Dilenci Ve Züleyhaya Dair
Züleyha'nın Gülümsemesi
Birgün Züleyha, arkalığına ak sümbül dalları işlenmiş tahtırevanıyla geçiyordu kütüphanelerin ve tapınakların kenti olan kentinin sokaklarından. Görkemli bir alayla geldiğini görenler saygı ve hayranlıkla kenara çekiliyor ve Mısır'ın parlak seheri Züleyha'ya yol açıyorlardı. Varlıklı ve güçlüydü, en çok da güzeldi. Ve kimse kırmızı gülleri saçına Züleyha gibi takamazdı.
«Gece gül bahçesinde ararken seni Gülden gelen kokun sarhoş etti beni Seni anlatmaya başlayınca güle Baktım kuşlar da dinliyor hikayemi…» (Ömer Hayyam)

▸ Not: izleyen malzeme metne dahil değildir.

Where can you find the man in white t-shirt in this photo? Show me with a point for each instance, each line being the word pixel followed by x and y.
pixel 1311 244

Birden bir meczûb, usta aslanları, atları ve arabaları aşarak Züleyha'nın tahtırevanının önüne dikiliverdi, yürüyüş durdu. Züleyha, tül cibinliği aralayarak bu duraklamanın nedenini anlamak istedi. Gözlerini kaldırarak Züleyha'nın yüzüne bakmaya başladı meczûb. Züleyha, dedi, sevindir beni. Züleyha, kölelerine meczubun sevindirilmesi için işaret etti. Köleler, mor renkli kadife bir keseyi uzattılar avucuna ama meczup oralı bile olmadı. Züleyha, dedi, sevindir beni, bana gülümse. Başka bir şey istemem. Züleyha, bu sesi hatırladı ve yüzüne dikkatlice bakınca, aşkını reddettiği silik bir yığın çehre arasından bir zamanların ordu kumandanını tanıdı, Mısırın en güçlü komutanını. Usulca gülümsedi...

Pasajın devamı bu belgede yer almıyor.